【中国史】唐の時代はどんな皇帝がいた?

二代目皇帝:李世民(リセイミン)

高宗(コウソウ)と呼ばれることもある二代目皇帝である李世民。有能な政治を行ったため李世民の時代を「貞観(ジョウガン)の治」と言われる。

三省六部(サンショウリクブ)

政治の仕方として三省六部制を確立した。まず皇帝の下に三省と呼ばれる三つの機関を置いた。それぞれの役割は

  • 中書省(ちゅうしょしょう):皇帝と相談してどんな政策を行うか決める
  • 門下省(もんかしょう):中書省で決められた政策を実施するかしないかを審査する
  • 尚書省(しょうしょしょう):門下省の審査を通った政策を実施する

この尚書省が役割ごとに分けられた六部に命令をして実際に皇帝の命令が実行される。

三省の中で皇帝の命令を審議する門下省が一番力を持っており、ここは貴族で独占されていた。そのため貴族にとって良くない政治は行われなかった。唐の時代には貴族が力を持つことになる。

他の政策

他にも李世民は

  • 科挙の実施
  • 隋の文帝が作った三点セット
  • 律令制を確立し、ルールによって国を治める
  • 北にいた異民族の東突厥を制服

など数々の功績を残した。

高宗(コウソウ)と則天武后(ソクテンブコウ)

高宗

貞観の治と呼ばれる李世民の後は高宗が皇帝となった。高宗も時代に唐は最大領土を誇ることとなった。

朝鮮半島で新羅とタッグを組んで高句麗と百済を滅ぼすことに成功。この時百済と仲が良かった日本も参戦しておりこれが日本史でも出てくる白村江の戦い。

則天武后

高宗の後、高宗の息子であった中宗が皇帝になるが高宗の妻で中宗のお母さんの則天武后が皇帝の座を奪って国号を周とする。中国史上唯一の女性皇帝。

中国の歴史書では結構ひどいことが書いてあるそうだが、意外と良い政治を行ったらしい。

玄宗(ゲンソウ)

開元の治

玄宗は唐の9代目皇帝となるとそれはそれは素晴らしい唐の絶頂期と言われるほどの政治を行った。

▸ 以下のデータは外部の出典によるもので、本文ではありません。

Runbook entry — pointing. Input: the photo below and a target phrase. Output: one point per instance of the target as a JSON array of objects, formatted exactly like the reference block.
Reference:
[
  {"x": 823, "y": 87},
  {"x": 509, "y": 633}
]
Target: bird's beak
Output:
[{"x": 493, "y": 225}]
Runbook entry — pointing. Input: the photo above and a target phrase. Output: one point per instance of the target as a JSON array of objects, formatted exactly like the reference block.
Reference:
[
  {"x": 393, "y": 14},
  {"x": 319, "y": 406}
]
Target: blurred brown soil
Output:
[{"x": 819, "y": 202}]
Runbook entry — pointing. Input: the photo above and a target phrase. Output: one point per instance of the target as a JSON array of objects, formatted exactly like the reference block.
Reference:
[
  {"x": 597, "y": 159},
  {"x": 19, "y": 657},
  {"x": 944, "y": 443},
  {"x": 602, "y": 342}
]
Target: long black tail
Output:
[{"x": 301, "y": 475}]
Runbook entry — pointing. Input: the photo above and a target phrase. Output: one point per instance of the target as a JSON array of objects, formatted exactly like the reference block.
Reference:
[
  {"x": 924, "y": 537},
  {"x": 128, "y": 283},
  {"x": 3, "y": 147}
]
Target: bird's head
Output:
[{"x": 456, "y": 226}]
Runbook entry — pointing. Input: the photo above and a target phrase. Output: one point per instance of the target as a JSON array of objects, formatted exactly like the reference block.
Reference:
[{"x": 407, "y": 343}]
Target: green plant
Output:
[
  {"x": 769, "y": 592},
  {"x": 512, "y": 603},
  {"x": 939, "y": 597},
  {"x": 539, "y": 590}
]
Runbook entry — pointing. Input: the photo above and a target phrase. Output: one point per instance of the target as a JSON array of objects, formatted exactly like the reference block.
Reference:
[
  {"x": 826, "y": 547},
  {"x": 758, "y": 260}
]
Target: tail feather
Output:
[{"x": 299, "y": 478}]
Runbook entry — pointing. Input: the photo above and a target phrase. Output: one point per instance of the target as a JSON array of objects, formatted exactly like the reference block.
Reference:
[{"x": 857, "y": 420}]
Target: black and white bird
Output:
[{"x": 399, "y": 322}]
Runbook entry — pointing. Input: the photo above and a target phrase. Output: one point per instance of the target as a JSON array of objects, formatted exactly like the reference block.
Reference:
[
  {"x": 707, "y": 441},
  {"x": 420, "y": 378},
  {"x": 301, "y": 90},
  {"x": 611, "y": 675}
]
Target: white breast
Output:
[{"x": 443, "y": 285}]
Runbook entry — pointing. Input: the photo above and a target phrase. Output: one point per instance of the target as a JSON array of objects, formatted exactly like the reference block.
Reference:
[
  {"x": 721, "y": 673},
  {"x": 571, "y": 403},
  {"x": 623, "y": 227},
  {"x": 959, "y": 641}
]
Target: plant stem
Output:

節度使(セツドシ)を設置して異民族から国を守ったり、均田農民の没落に伴って兵力が低下したのを受けて兵を募集して兵力の低下を防いだ。

楊貴妃(ヨウキヒ)を溺愛

かなり良い政治を行っていた玄宗ですがある一人の女の登場によって政治に関心がなくなっていく。その女こそが世界三大美女のうちの一人と言われる楊貴妃(ヨウキヒ)。楊貴妃を溺愛した玄宗は息子の妻だったにも関わらず自分の愛人にしてしまう。楊貴妃の要求を飲んでいくうちに国内はボロボロになっていった。

国内がボロボロになっても政治をテキトーにやり過ごしていたので節度使であった安禄山(アンロクザン)とその部下の史思明(シシメイ)によって安史の乱が起こる。この反乱を異民族のウイグルの援助を借りて鎮圧したため唐に権力がないことが節度使たちにバレて言うことを聞かなくなっていく。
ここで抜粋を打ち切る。